Deodorant ads slammed for ‘promoting rape culture’; govt takes action

“This advertisement is clearly promoting sexual violence against women and girls and encouraging a rapist mentality amongst men. The advertisement is cringe-worthy and should not be allowed to be played on mass media,” Swati Maliwal, Chairperson, Delhi Commission for Women, said.

A screengrab of Layer'r Shot ad. Photo: Twitter

The Ministry of Information & Broadcasting has ordered Twitter and YouTube to take down two controversial advertisements of a body spray company after massive outrage on social media.

The ads by Layer’r Shot feature four boys and a girl with the boys talking about taking a “shot”. The ads were aired on TV during the ongoing England-New Zealand cricket Test match on Sony Sports Network. They were also shared on Twitter and many users hit out at the company for promoting “rape culture”.

Also read: Over 12,000 complaints about misleading ads on TV received in 4 years: Govt

In one of the deodorant ads, a boy and a girl are sitting on a bed when four boys enter the room. One boy asks, “Shot mara lagta hai (Seems you took the shot)”. The boy sitting on the bed says, “Ha, mara na (Yes, I did)”. Then one of the boys rolls up his sleeves and says “Ab hamari bari (Now it is our turn)” and moves towards the girl. The girl appears to be shocked and uncomfortable on the series of events. Then, the boy picks up a body spray bottle named “Shot”.

In the other ad, four boys are standing behind a girl in a store and one of them asks, “Hum char aur ye sirf ek (We are four and this is just one)”. Another boy asks, “Toh, shot kaun lega (Who will take the shot)?”. The conversation scares the girl and she turns back as one of the boys picks up the “Shot” bottle from the shelf.

ASCI takes action

Taking a serious note of the issue, the Advertising Standards Council of India (ASCI) said the ad is in “serious breach” of the ASCI code and said it had asked the advertiser to suspend it pending an inquiry.

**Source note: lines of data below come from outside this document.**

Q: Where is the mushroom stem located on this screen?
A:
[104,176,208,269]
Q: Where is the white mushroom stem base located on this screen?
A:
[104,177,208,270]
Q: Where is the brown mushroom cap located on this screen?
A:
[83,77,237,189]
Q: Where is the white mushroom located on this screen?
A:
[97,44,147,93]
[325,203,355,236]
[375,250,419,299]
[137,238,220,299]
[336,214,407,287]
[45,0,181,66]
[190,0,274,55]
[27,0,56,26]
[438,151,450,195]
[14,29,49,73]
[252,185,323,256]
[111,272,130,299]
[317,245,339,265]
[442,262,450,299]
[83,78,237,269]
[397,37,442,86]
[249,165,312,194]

Also read: FSSAI slaps notice on McDonald’s for disparaging advertisements

“The ad is in serious breach of the ASCI Code and is against public interest. We have taken immediate action and notified the advertiser to suspend the ad, pending investigation,” ASCI tweeted.

I&B ministry’s letter

The I&B ministry has written to both YouTube and Twitter to not host the ads on their platforms as they are “detrimental” to the portrayal of women and also violate new IT rules.

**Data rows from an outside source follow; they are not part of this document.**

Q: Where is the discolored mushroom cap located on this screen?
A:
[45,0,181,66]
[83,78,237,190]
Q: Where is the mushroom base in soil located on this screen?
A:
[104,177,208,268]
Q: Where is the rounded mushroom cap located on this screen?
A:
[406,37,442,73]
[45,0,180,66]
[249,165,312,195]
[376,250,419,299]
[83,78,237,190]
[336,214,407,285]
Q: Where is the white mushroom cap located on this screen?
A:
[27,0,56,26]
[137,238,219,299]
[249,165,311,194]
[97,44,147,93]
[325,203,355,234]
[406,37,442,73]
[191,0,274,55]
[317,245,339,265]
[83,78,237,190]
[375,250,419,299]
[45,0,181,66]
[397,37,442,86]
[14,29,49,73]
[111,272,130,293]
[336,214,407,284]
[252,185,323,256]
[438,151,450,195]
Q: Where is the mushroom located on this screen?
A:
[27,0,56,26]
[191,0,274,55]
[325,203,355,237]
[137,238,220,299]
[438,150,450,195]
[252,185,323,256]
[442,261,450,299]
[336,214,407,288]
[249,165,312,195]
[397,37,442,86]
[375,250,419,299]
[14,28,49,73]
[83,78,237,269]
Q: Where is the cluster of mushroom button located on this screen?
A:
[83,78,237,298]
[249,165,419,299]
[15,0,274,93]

“The above mentioned video is detrimental to the portrayal of women in the interest of decency or morality, and in violation of the rule 3(1)(b)(ii) of the Information Technology (Intermediary Guidelines and Digital Media Ethics Code) Rule, 2021, which inter-alia provides that the users shall not host, display, upload, modify, publish, transmit, store, update or share any information which is insulting or harassing on the basis of gender,” Kshitij Aggarwal, Assistant Director (Digital Media), I&B ministry, wrote while sharing the link of one of the ads.

Swati Maliwal, Chairperson, Delhi Commission for Women, wrote to Delhi Police asking for an FIR to be registered. She also wrote to I&B minister Anurag Thakur.

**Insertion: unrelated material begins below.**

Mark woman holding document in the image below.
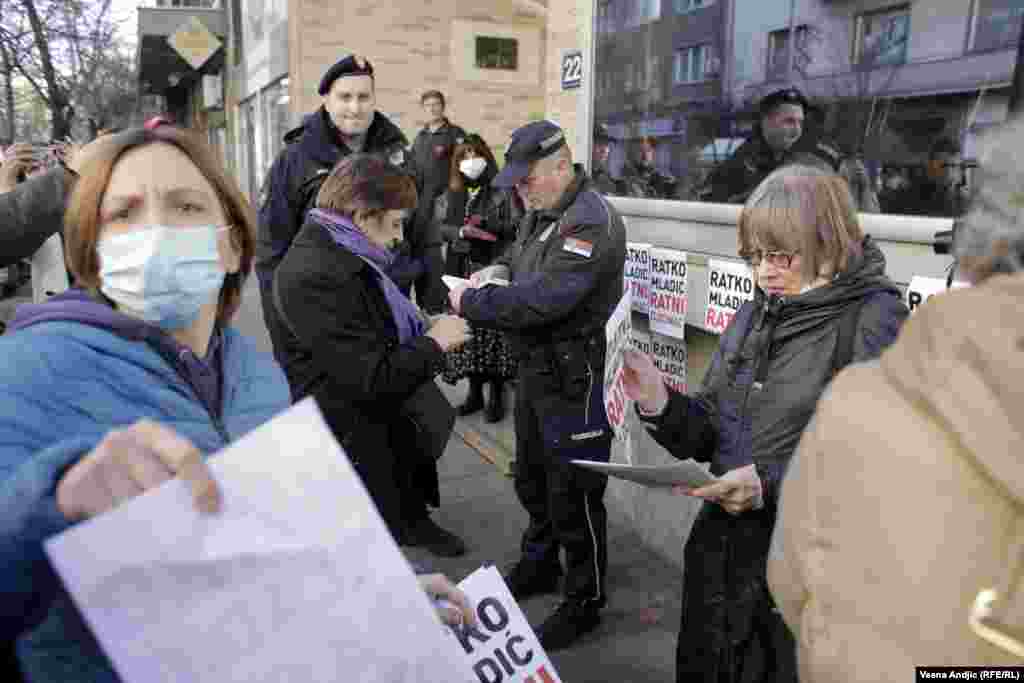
[625,166,907,683]
[437,134,525,422]
[273,154,469,557]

“Fuming at cringe-worthy ads of the perfume ‘Shot’. They show toxic masculinity in its worst form and clearly promote gang rape culture! The company owners must be held accountable. Have issued notice to Delhi Police and written letter to I&B Minister seeking FIR and strong action,” Maliwal tweeted with the copies of the letters.

‘Promoting sexual violence against women’

“This advertisement is clearly promoting sexual violence against women and girls and encouraging a rapist mentality amongst men. The advertisement is cringe-worthy and should not be allowed to be played on mass media,” she wrote to Thakur.

“I request you to kindly urgently act in the matter. These advertisements need to be taken off air without any further delay. Also, robust systems should be built to ensure certain check and balances to make sure that such filthy advertisements that promote rape culture are never played again on mass media,” she added.

Maliwal called on the minister to impose a heavy fine on the company. “One of the ways to ensure that companies refrain from playing such dirty tactics for cheap publicity would be to impose heavy penalty on this particular company for its anti-women advertisement. I am of the view that this step of the Government will create a strong deterrence and discourage other companies from creating similar cringe-worthy misogynistic advertisements.”